Students Create 10,000 Seed ‘Bombs’ For A Greener Chennai

Seed bombing is an aerial reforestation method in which the seed balls are dropped like bombs for growing the vegetation cover.

Chennai, Tamil Nadu: About 150 students of Vidhya Matriculation Higher Secondary School have doubled up as little ‘green warriors’ of Chennai. They have created 10,000 seed balls made of clay, soil, seed and manure to perform ‘seed bombing’, an aerial reforestation method in which the seed balls are dropped like bombs for growing vegetation cover.

This is a student-driven initiative as they wanted to do something for the environment after cyclone Vardah wreaked havoc on the city’s green cover last year in December.

Around one lakh trees – which are one fourth of the total tree population in the state – were destroyed in the aftermath of the cyclone in the state. This exercise aims at compensating for the huge loss that the disaster caused.

“Initially we were discussing about planting a lot of saplings but it was difficult to source them. We spoke to many NGOs and decided to make these seed balls which are very effective,” said Vidyasagar, correspondent of the school.

Around one lakh trees – which are one fourth of the total tree population in the state – were destroyed in the aftermath of the cyclone in the state.

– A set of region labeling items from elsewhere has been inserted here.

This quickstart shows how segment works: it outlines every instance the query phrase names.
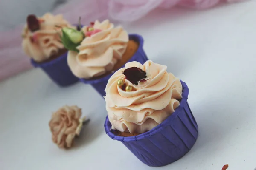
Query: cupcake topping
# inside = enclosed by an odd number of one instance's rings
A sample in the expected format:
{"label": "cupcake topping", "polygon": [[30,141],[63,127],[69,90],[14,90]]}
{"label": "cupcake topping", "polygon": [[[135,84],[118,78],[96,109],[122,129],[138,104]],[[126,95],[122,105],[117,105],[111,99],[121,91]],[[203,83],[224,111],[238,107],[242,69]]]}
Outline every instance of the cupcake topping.
{"label": "cupcake topping", "polygon": [[106,86],[105,100],[112,129],[142,133],[175,111],[180,105],[182,86],[166,69],[166,66],[150,60],[143,65],[132,62],[111,76]]}
{"label": "cupcake topping", "polygon": [[114,27],[108,20],[101,23],[96,20],[81,31],[84,38],[76,47],[78,51],[70,51],[68,54],[67,63],[73,73],[90,79],[112,71],[126,50],[127,32],[121,26]]}
{"label": "cupcake topping", "polygon": [[22,47],[25,53],[37,62],[47,60],[64,49],[59,37],[62,34],[61,28],[73,27],[62,15],[49,13],[40,17],[29,15],[26,21],[22,33]]}

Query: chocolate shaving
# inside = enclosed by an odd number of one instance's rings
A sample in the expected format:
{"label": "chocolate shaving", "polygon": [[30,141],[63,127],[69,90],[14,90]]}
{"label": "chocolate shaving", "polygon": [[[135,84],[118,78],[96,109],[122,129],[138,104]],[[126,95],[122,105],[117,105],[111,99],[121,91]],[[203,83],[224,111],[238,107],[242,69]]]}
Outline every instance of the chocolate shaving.
{"label": "chocolate shaving", "polygon": [[123,74],[128,81],[136,85],[138,85],[138,82],[147,77],[145,72],[136,67],[130,67],[125,70]]}
{"label": "chocolate shaving", "polygon": [[40,28],[39,20],[35,15],[29,15],[27,17],[28,28],[31,32],[34,32]]}

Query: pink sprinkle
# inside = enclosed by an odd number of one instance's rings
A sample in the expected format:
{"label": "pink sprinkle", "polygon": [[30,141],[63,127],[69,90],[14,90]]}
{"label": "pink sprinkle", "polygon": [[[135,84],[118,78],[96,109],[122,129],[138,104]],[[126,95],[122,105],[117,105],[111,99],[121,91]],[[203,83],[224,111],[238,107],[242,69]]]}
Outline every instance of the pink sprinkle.
{"label": "pink sprinkle", "polygon": [[86,37],[90,37],[92,35],[98,33],[101,31],[102,30],[99,29],[96,29],[93,31],[88,31],[86,33],[85,33],[85,36]]}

As soon as one enters the campus, it seems like an arsenal replete with thousands of ‘green bombs’ left to dry outside. Students, on a mission to paint their city green, believe that their small deed can lead to a bigger change.

“We have chosen neem and ponga seeds as these trees can withstand cyclones,” said Sukumari Madhavan, a Class 11 student.

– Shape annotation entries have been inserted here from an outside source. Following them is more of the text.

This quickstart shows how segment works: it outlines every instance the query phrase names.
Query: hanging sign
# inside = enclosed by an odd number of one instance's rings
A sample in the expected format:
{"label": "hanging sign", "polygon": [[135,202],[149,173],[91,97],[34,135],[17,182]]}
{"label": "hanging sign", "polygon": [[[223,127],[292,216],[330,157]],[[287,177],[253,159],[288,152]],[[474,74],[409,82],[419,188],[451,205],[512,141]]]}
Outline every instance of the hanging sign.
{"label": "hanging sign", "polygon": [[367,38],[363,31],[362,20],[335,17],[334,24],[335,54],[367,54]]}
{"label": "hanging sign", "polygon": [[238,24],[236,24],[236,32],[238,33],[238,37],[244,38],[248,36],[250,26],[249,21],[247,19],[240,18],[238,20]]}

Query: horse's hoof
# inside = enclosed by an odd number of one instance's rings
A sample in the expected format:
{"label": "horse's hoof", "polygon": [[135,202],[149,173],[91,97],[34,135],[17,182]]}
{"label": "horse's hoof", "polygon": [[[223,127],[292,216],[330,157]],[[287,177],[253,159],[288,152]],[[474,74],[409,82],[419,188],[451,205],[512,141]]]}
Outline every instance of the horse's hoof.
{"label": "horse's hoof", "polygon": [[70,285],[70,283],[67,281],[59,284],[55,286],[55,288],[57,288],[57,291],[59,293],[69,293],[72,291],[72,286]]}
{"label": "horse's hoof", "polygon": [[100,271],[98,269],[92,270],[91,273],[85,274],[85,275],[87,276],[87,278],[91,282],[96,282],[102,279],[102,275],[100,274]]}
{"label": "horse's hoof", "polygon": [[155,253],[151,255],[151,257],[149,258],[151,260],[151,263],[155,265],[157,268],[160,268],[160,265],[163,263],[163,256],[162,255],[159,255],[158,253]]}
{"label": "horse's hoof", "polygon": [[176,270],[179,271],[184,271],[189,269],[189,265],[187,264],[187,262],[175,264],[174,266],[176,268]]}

The students believe that at least 75 per cent of these seeds would germinate and survive.

“This method has scientifically proven to be the most successful one,” said VM Hariharan of Class 12.

Their first stop for seed bombing was the Selaiyur Forest in south Chennai. The forest has still not recovered from the devastation caused by cyclone Vardah.

The students believe that at least 75 per cent of these seeds would germinate and survive.

The students would also drop these balls in forest areas at Vellakkal, Perumbakam and Ponmar foot hills in the city.

This exercise, they say, is part of the many activities in the run up to the World Conservation Day on July 28.

“This would help our students to take ownership of the trees and they would never remove or cut trees,” said Teena, an English faculty member.

These children are hoping their attempt will trigger similar afforestation drive in other schools in the city.